In a letter to the editor in The New England Journal of Medicine, Ratner et al describe rapid progression of adult T-cell leukemia/lymphoma (ATLL) in three consecutive patients receiving programmed cell death protein 1 (PD-1) inhibitor therapy with nivolumab (Opdivo). As stated by the authors, ATLL, an aggressive clonal T-cell cancer caused by human T-cell leukemia virus type 1 (HTLV-1), exhibits a higher mutation rate than other hematopoietic cancers; alterations include changes in the T-cell receptor, nuclear factor κB, and immune surveillance pathways, including overexpression of the programmed cell death-ligand 1 (PD-L1) gene.

Patient Histories

The patients were the first three enrolled as part of a phase II trial of nivolumab undertaken in patients with ATLL with increased mutational burden and overexpression of PD-L1. The patients had chronic, smoldering, and acute subtypes of ATLL. The first two had disease that progressed slowly over several months, and the third had stable disease. All had normal blood counts and laboratory values at baseline. The first patient had negative positron emission tomography findings and the second had negative computed tomography findings apart from skin tumors.

Rapid Disease Progression

All three patients exhibited rapid progression of disease following a single dose of nivolumab. The first patient had warmth and swelling of skin lesions within the first week. All three patients developed leukocytosis, hypercalcemia, renal insufficiency, and increased lactate dehydrogenase. Two patients had 24% and 30% atypical lymphocytes in the blood and developed hyperbilirubinemia and progressive splenomegaly. The third patient exhibited worsening of nodal and splenic disease. HTLV-1 proviral load was assessed in two patients and showed increases by a factor of 63.0 and 2.4. One patient received radiotherapy for skin lesions and spleen and the other 2 patients received salvage chemotherapy.

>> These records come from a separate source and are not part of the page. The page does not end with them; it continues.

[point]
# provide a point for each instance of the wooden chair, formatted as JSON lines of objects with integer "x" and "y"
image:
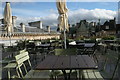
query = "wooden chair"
{"x": 69, "y": 51}
{"x": 20, "y": 63}
{"x": 96, "y": 74}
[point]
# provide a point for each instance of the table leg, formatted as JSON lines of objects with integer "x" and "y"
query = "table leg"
{"x": 69, "y": 75}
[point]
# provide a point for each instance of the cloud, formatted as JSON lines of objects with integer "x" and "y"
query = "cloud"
{"x": 74, "y": 16}
{"x": 66, "y": 0}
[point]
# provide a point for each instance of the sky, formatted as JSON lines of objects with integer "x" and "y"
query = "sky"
{"x": 48, "y": 14}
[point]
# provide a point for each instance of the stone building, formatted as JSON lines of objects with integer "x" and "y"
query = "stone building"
{"x": 82, "y": 29}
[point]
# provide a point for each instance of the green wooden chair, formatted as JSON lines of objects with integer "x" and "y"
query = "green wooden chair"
{"x": 20, "y": 62}
{"x": 69, "y": 51}
{"x": 102, "y": 74}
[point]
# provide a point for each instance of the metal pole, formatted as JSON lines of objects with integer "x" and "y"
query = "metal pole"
{"x": 10, "y": 38}
{"x": 65, "y": 33}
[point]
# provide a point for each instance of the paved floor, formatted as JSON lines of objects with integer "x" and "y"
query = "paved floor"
{"x": 101, "y": 60}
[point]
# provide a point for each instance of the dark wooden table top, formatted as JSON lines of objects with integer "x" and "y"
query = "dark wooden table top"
{"x": 63, "y": 62}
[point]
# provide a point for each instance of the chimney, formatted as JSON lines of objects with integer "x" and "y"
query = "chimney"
{"x": 23, "y": 27}
{"x": 48, "y": 29}
{"x": 13, "y": 22}
{"x": 40, "y": 24}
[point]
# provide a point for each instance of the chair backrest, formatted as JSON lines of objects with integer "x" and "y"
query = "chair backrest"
{"x": 69, "y": 51}
{"x": 22, "y": 51}
{"x": 21, "y": 58}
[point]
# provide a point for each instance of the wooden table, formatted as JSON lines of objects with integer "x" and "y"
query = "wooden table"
{"x": 63, "y": 63}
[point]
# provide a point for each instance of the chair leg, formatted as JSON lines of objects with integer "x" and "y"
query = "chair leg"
{"x": 17, "y": 73}
{"x": 20, "y": 72}
{"x": 8, "y": 73}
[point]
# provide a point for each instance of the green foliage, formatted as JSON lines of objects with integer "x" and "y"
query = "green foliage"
{"x": 109, "y": 38}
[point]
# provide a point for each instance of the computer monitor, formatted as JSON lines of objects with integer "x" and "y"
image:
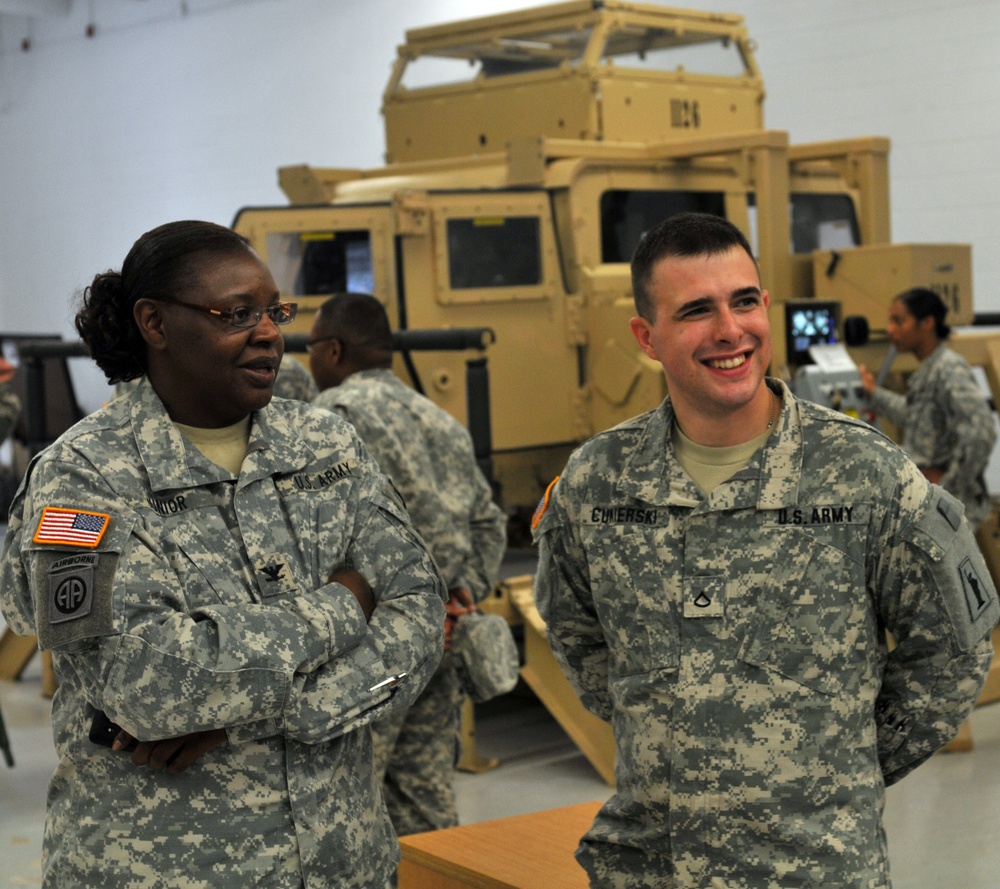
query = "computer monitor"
{"x": 809, "y": 323}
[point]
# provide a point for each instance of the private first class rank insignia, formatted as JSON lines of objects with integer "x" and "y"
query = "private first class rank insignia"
{"x": 71, "y": 527}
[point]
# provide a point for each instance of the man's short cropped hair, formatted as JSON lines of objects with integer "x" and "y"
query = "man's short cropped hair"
{"x": 683, "y": 234}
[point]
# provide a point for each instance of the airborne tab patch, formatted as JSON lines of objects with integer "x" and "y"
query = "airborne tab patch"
{"x": 71, "y": 527}
{"x": 71, "y": 587}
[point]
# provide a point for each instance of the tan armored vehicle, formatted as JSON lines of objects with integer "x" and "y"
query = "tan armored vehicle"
{"x": 526, "y": 154}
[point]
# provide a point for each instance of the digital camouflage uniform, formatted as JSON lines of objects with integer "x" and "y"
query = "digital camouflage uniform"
{"x": 737, "y": 644}
{"x": 205, "y": 604}
{"x": 430, "y": 459}
{"x": 946, "y": 422}
{"x": 10, "y": 410}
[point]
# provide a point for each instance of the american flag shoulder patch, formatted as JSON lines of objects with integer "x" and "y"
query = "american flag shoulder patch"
{"x": 71, "y": 527}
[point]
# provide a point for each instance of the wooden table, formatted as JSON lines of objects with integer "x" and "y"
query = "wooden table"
{"x": 532, "y": 851}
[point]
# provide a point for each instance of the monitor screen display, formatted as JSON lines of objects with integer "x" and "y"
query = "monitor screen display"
{"x": 808, "y": 324}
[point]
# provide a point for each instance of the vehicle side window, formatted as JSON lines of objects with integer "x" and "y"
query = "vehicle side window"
{"x": 495, "y": 251}
{"x": 320, "y": 262}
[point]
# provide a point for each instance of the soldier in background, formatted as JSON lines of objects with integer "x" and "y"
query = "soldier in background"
{"x": 717, "y": 577}
{"x": 294, "y": 381}
{"x": 948, "y": 428}
{"x": 430, "y": 459}
{"x": 230, "y": 580}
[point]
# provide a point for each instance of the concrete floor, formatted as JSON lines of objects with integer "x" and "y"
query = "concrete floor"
{"x": 943, "y": 820}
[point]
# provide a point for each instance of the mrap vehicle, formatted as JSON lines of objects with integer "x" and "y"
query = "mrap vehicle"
{"x": 526, "y": 154}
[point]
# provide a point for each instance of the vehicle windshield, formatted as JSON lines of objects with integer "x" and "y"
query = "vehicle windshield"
{"x": 628, "y": 46}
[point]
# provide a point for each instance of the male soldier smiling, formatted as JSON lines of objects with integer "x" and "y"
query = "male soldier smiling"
{"x": 738, "y": 640}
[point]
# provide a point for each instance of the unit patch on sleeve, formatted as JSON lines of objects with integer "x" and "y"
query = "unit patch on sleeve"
{"x": 71, "y": 587}
{"x": 71, "y": 527}
{"x": 977, "y": 592}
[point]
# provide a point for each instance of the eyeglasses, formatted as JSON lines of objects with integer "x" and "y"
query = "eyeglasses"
{"x": 244, "y": 316}
{"x": 319, "y": 339}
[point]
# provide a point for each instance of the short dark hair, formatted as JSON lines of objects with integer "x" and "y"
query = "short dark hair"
{"x": 361, "y": 324}
{"x": 922, "y": 303}
{"x": 163, "y": 263}
{"x": 683, "y": 234}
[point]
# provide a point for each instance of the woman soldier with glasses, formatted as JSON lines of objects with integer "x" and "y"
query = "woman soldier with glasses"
{"x": 229, "y": 581}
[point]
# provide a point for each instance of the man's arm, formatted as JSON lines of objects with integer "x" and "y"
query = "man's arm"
{"x": 936, "y": 597}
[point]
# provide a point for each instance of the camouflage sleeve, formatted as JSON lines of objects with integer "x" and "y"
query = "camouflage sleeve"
{"x": 138, "y": 645}
{"x": 405, "y": 638}
{"x": 890, "y": 405}
{"x": 10, "y": 410}
{"x": 974, "y": 429}
{"x": 935, "y": 596}
{"x": 564, "y": 600}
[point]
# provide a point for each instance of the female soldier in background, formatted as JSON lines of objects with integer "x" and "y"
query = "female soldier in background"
{"x": 948, "y": 427}
{"x": 226, "y": 579}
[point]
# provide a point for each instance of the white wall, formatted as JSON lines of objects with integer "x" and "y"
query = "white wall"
{"x": 166, "y": 114}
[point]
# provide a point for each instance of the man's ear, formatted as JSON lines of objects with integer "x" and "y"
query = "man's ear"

As noted by the authors, other investigators recently have found that PD-1 acted as a tumor suppressor in a mouse model of T-cell lymphoma.  They stated, “The consistent and rapid amplification of cancer in all three patients after a single dose of nivolumab…provides support for the probable role of PD-1 functioning as a tumor suppressor in humans. It is unclear whether this finding is specific to ATLL….[D]espite the recent recommendation to consider the use of PD-1 inhibitor therapy for ATLL, our clinical experience provides examples of cases in which this treatment may have led to rapid disease progression.”

The content in this post has not been reviewed by the American Society of Clinical Oncology, Inc. (ASCO®) and does not necessarily reflect the ideas and opinions of ASCO®.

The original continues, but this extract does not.